Backtalker: An American Memoir
- First edition cover
- Author: Kimberlé Williams Crenshaw
- Audio read by: Kimberlé Williams Crenshaw
- Language: English
- Subject: Memoir
- Publisher: Simon & Schuster
- Publication date: May 5, 2026
- Publication place: New York
- Media type: Print (hardcover)
- Pages: 400
- ISBN: 9781982181000

= Backtalker =

2026 book by Kimberlé Crenshaw

Backtalker: An American Memoir is a 2026 autobiography by legal scholar Kimberlé Crenshaw. Published by Simon & Schuster on May 5, the book details her early life and personal conceptualization of intersectionality and critical race theory (CRT). It also divulges into her reaction to the 2020s critical race theory controversies, simultaneously serving as a refutation of accusations that her work was a "European import" based on cultural Marxism and "identity politics on steroids". Chapters were originally written as introductory articles for a law review volume, but her agent sought to expand readership to the public.

== Life ==
Crenshaw was born on May 5, 1959 in Canton, Ohio to Marian and Walter Crenshaw, who she terms as "race men and women of the 20th century". Within the book dedicated to them, she discusses their influence on how she perceived race, with her mother being involved in the desegregation of a swimming pool at age 3 and father director of the Canton Metropolitan Housing Authority. They explicitly encouraged critical thought on conditions and later on Crenshaw witnessed her mother battle against urban renewal in her hometown Canton, Ohio affecting property inherited by her grandfather.
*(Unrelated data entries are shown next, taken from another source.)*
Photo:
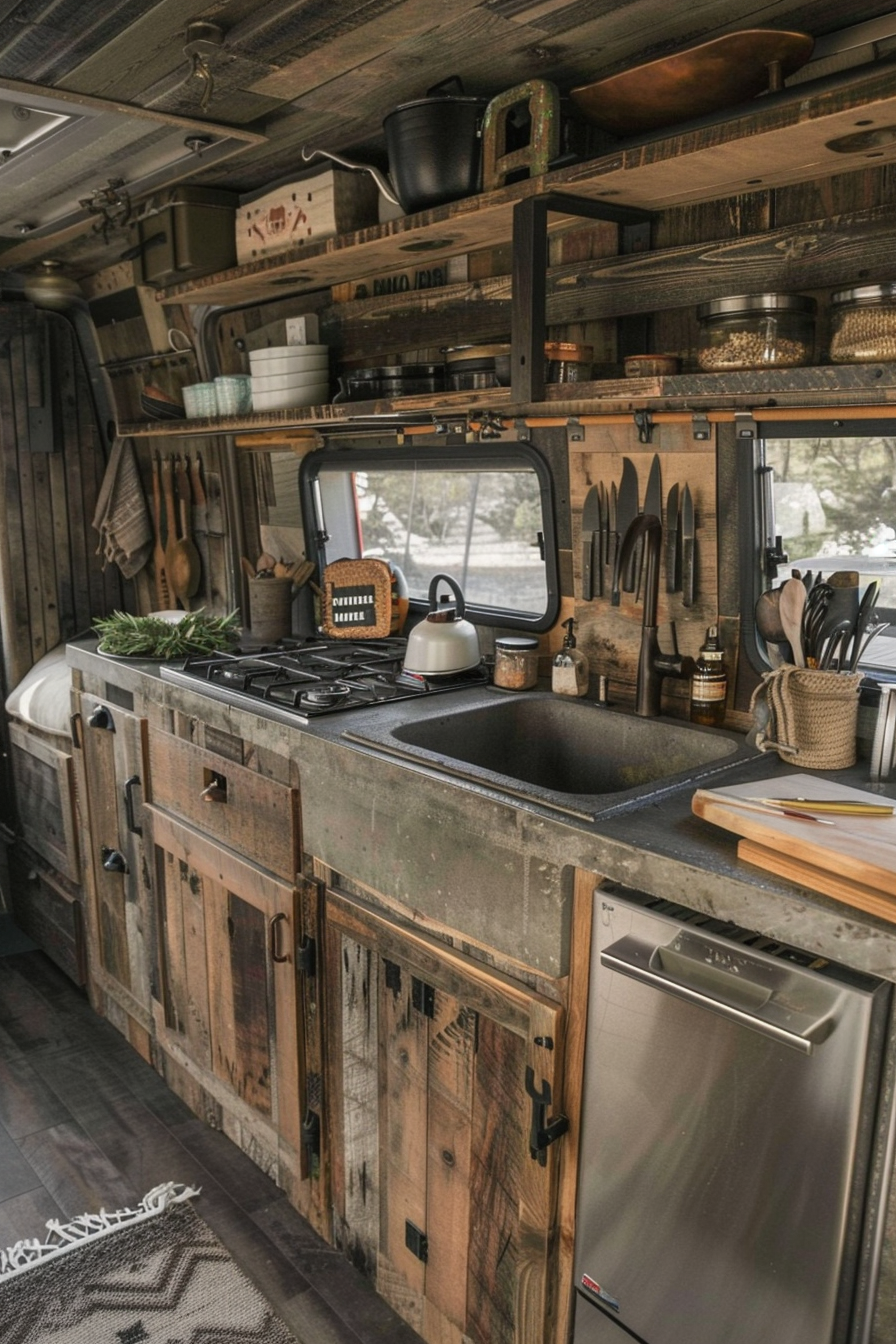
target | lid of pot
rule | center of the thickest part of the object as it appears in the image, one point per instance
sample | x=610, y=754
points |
x=434, y=100
x=756, y=303
x=864, y=295
x=516, y=643
x=564, y=350
x=395, y=371
x=453, y=354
Their lessons establish the "backtalking" throughline. In a Forbes interview, she explained it "implicitly brings into the frame the preexistence of authority, the preexisting power, that basically is telling us to accept, to sit down, to shut up and to go away. That is the essence of a fascist, authoritarian, white supremacist, patriarchal regime. That's what it's telling all of us. So what is it that we are to do in the face of that preexisting power? We talk back to it." Thereafter she follows her life course at Cornell University, Harvard Law School, and the University of Wisconsin, including her coining of the term intersectionality in 1989. The critical moment was the culmination of her Black feminist intellectual exploration via the thought of Maria W. Stewart, bell hooks, Deborah King, and the Combahee River Collective and assessment of DeGraffenreid v. General Motors (1976).
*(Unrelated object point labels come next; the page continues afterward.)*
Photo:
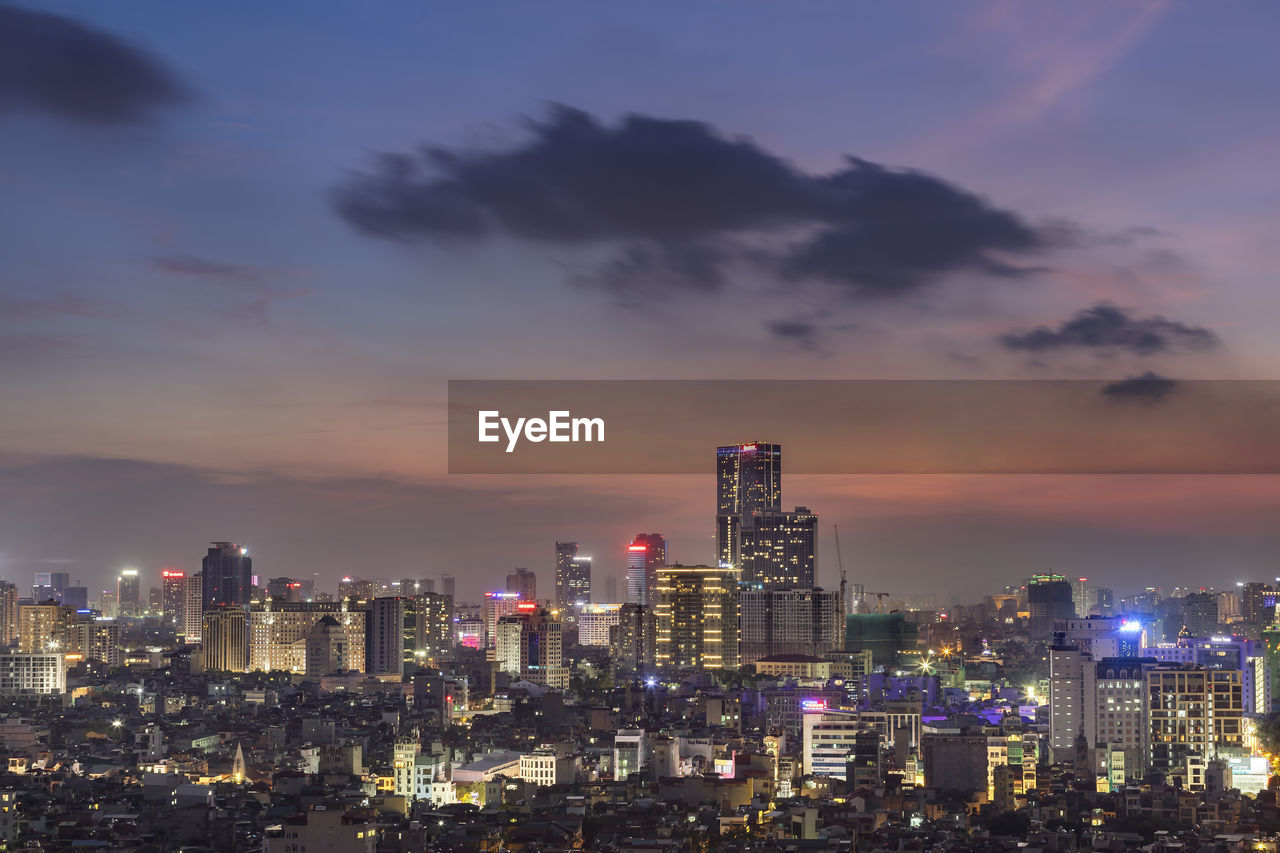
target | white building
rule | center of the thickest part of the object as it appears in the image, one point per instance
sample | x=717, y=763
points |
x=544, y=769
x=594, y=623
x=32, y=674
Contemporarily, she critiques Supreme Court Justice Clarence Thomas, contrasting his appeal to African-American heritage to that of his predecessor Thurgood Marshall. Such includes support of his accuser and her friend Anita Hill. She credits him as
"gut[ting]" the Voting Rights Act and allowing for democratic backsliding in the United States in his decision in Citizens United v. FEC (2010). She then criticizes Barack Obama's "My Brother's Keeper Challenge" initiative's exclusion of girls, expounding in an NPR interview on the lack of funding for Black women-led organizations. This spreading awareness of how racism affected Black women extended to her organization African American Policy Forum's involvement in the #SayHerName movement. Her focus on present conditions examines the MAGA movement, deeming the 2020 controversies as arising out of Donald Trump and Fox News's adoption of fringe right-wing propagandists assertions that CRT was reverse discrimination. However, she also challenges institutions that failed to deliver on promises of diversity, equity, and inclusion.

==Reception==
Using Crenshaw's recalling of an assault from who she solely refers to as "Boyfriend From Hell" (BFH) as an example, Colin Grant of The New York Times asserts, "That the precise prose of this account, and numerous other anecdotes, is written with the kind of titanic certainty that would sway a jury is expected; what's surprising, however, is Crenshaw’s candor in revealing her vulnerability and disappointments." By May 21, it was #14 in The New York Times Bestseller List.

Booklist referred to it as "a personal, passionate reminder that sustained freedom to think, communicate, and protest is the best defense against the backslide of progress."